I am not claiming to be naive.
For instance, I remember watching Martin Luther King, Jr and Robert F. Kennedy's funerals on television when I was five years old. I remember following Vietnam War protests as a kid, wearing POW bracelets, and observing the bitter political battles of 1968 and 1972. I remember watching Richard Nixon resign the Presidency in 1974 and feeling a cloud of cynicism envelope my developing political consciousness, alongside a strong desire to grow up and serve, to make sure that things were better than what I had seen as a young person.
President Clinton, the first Democrat I ever voted for who won the White House and Barack Obama won last year, offered that kind of promise of redemption for me, especially with his early call for health care reform and a national service program--both of which I was eager to see finally enacted in our country. I always felt that ending the draft was a strategy for ending the war in Vietnam but would be potentially detrimental to definitions of service and citizenship, which I understood to be essential in building a strong, ethical nation. My father was asked to serve so he did; I expected my country to ask the same of me.
But that never came to pass for reasons that have been rehashed over and over and when President Obama came to power, he did so with a great hope, a practically unrestrained hope, for a whole new political world. And there are days when that seems to be unraveling as well, the culture so impatient, so deeply riven, so unwilling, it seems to me, to make long-term sacrifice to truly build a better nation.
I guess you could say I rejected politics in the mid-1980s for service in the Jewish community, believing that my contributions would be strictly local, one soul at a time. And I have to admit, there are frustrations with that as well. No change movement--whether national, state, local or community-based, is ever easy.

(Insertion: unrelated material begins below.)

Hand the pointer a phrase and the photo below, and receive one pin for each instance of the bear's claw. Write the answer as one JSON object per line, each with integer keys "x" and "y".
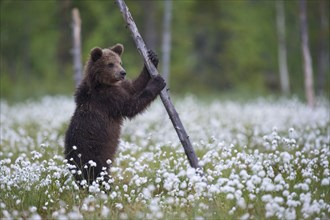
{"x": 153, "y": 57}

But while walking around the neighborhood, the seat of such community work, during Thursday's and Friday's snowstorm, I was deeply moved by the number of trees that seemed to be falling. The frozen rain and snow of the storm had weighed down on these self-less servants of God, these producers of oxygen, these makers-of-shade. And one by one, they seemed to be falling. One at 8th and Berkeley; another at 7th and St. John's. And then another. Friday's paper carried the tragic news of a tree in Central Park that killed someone and as residents slowly took in the view of the fallen trees, a general fear seemed to take hold of people.
Of course, this all took place against the backdrop of Governor Patterson's decision not to seek re-election; against a state budget that is showing enormous strain; and with a national political environment in which it seems every way we turn there is scandal, crisis, lost faith in the power or mission of government.

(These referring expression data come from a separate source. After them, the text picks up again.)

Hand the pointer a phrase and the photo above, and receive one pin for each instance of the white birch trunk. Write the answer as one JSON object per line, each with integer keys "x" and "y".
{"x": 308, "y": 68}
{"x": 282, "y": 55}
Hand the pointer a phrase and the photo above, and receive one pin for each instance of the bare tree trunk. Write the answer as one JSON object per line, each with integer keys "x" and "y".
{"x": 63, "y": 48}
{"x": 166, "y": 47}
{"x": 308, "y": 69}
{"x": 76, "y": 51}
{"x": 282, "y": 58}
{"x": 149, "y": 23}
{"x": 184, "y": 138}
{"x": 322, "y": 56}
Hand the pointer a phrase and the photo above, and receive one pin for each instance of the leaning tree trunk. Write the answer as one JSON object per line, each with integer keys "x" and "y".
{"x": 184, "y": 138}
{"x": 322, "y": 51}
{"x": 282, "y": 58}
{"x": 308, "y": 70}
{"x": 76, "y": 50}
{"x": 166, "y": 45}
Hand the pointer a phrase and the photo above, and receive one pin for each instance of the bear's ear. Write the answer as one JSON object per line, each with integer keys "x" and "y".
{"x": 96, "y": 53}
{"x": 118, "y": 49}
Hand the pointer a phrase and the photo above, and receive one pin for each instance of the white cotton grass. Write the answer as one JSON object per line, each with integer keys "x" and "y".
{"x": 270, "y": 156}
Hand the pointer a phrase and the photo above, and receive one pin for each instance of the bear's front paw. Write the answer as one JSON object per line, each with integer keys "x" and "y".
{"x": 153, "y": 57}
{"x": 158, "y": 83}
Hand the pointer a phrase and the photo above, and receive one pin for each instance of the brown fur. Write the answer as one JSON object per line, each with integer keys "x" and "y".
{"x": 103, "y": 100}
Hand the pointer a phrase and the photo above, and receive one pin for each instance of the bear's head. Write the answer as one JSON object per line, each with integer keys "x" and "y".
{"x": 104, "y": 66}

I was moved by what Frank Rich wrote today, particularly his insistence on shedding light upon the Andrew Joseph Stack III, the IRS plane bomber and in particular, the shocking ways in which he was not resoundingly condemned by Republican leaders--not to mention the Tea Party leaders. There is something so sinister about the killing at the IRS because though the presumption is that "no one likes to pay taxes," I pride myself in that civic duty. Roads, garbage collection, and even fighting the wars that the Right often wants to fight are all paid for by taxes. It goes all the way back to my own understanding of the American Revolution and the twisted understanding of that revolution among the Tea Party stalwarts. It's not the Americans didn't want to pay taxes--it was that they no longer wanted to support the King of England in that enterprise.
So what does it mean when the population rebels against the core institution that pays for the people to govern themselves? And what does it mean, when, like trees in heavy snow and rain, our political leaders seem to be failing and falling all around us?
What happened to standing strong, making tough decisions, bending but not breaking in the wind, in order to provide the oxygen and shade of existence for the citizenry?
I ask these questions as a Jew and as an American and I wonder aloud at what role religious and ethical institutions ought to play in planting new trees among us so that future generations may flourish.